Das ist ein Hobby. Manche trinken gern
Bier, sammeln Briefmarken oder putzen ihr Auto. Ich schreibe gern. Kommt mir
nicht darauf an, ob eine Geschichte lange braucht oder nicht. Es ist ja doch
erst einmal nur für mich. Und immer noch besser als Häkeln.
Schreiben?
Ich hab` da mal was geschrieben, das hat
anderen gefallen. Und mir hat es gefallen, dass es anderen gefallen hat. Am
meisten würde mir gefallen, wenn es noch viele Leute lesen würden und es
denen ebenso gefällt. Also, wenn es gedruckt wird. Ob ich da einmal anfrage
…?
Schreiben?
Von mir ist schon mal verlegt worden. Eine
kleine Erzählung. Also, dieses Gefühl, selbst Geschriebenes gedruckt zu
sehen und den Geruch des Papiers aufzunehmen, auf dem die Buchstaben schwarz
auf weiß zu sehen waren, das war etwas ganz Besonderes. Ich hätte nicht
gedacht, dass ein Abdruck ein solches Lob sein kann.
Schreiben?
Ja, ab und zu werden Texte von mir
gedruckt.
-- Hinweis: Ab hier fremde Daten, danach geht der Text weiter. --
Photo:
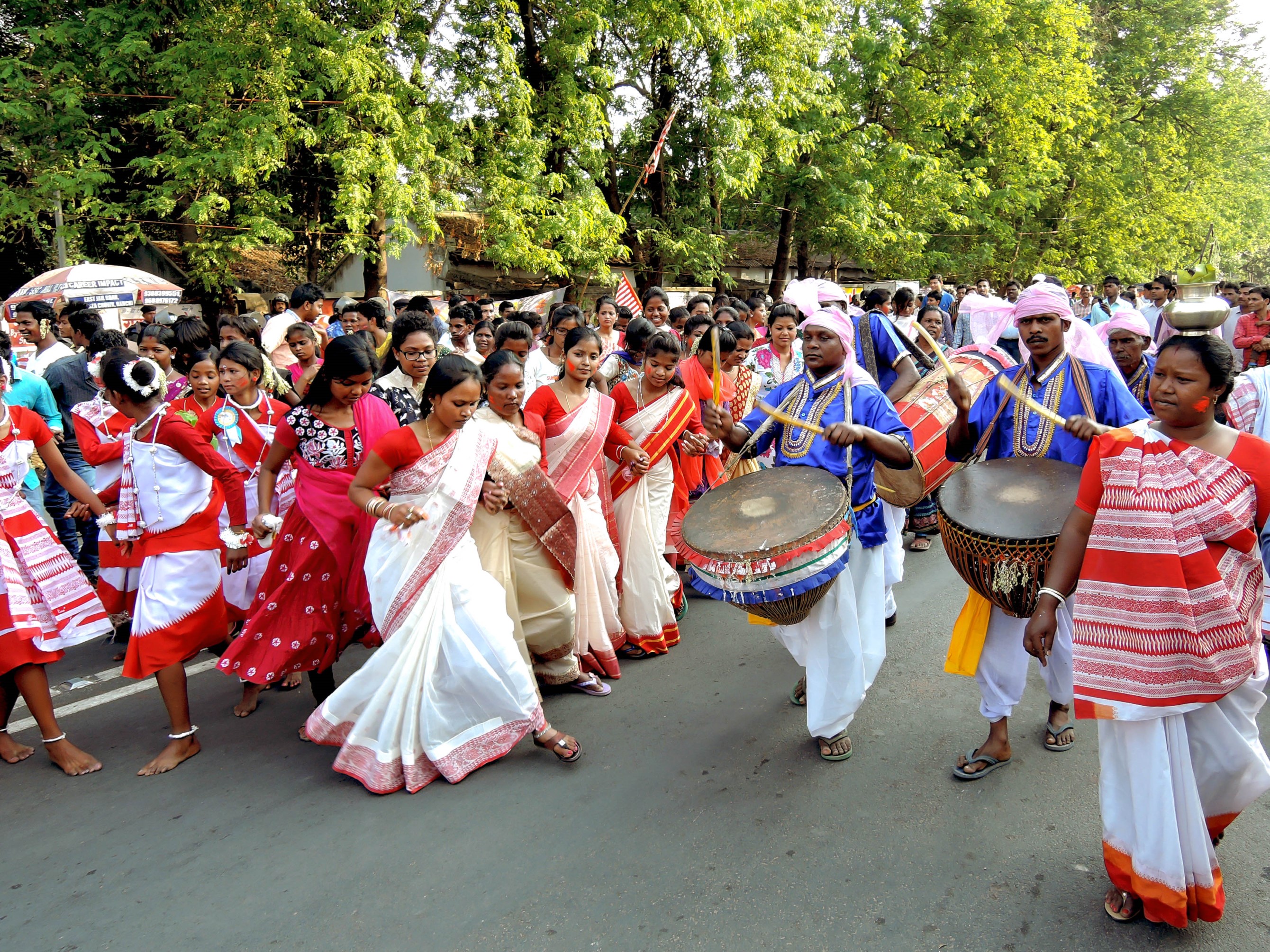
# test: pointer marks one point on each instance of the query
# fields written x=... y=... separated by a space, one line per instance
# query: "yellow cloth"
x=968 y=635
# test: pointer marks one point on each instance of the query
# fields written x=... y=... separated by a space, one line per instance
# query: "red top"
x=27 y=424
x=176 y=433
x=92 y=449
x=626 y=408
x=545 y=405
x=1250 y=454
Nichts Welt bewegendes. Kritiken, mal ein Gedicht oder eine
Geschichte. Jetzt bekomme ich allmählich Appetit auf mehr. Ein eigener Band
mit Erzählungen. Das wäre etwas …
Schreiben?
Nichts leichter als das … Ich schaffe am
Tag leicht zehn Seiten Manuskript. Das ist in dreißig Tagen ein ordentliches
Buch. Wenn ich dreitausend Bücher bei einem Gewinn von je einem Euro fünfzig
verkaufe, kann ich locker davon leben.
Bei Nachauflagen,
weil das Geschriebene sich als gut im Laufe der Zeit herumspricht, kommt
Bares vorbei, für das ich nicht mehr arbeiten brauche … Muss nur noch jemand
verlegen … na ja, und kaufen natürlich.
Schreiben …
Wer schreibt ist ein Künstler. Immer! Ohne
Ausnahme! Gut, es mag herausragende und schlechte Künstler geben, es mag
Kritiker geben, die zerreißen die Kunst in der Luft. Aber das ändert nichts.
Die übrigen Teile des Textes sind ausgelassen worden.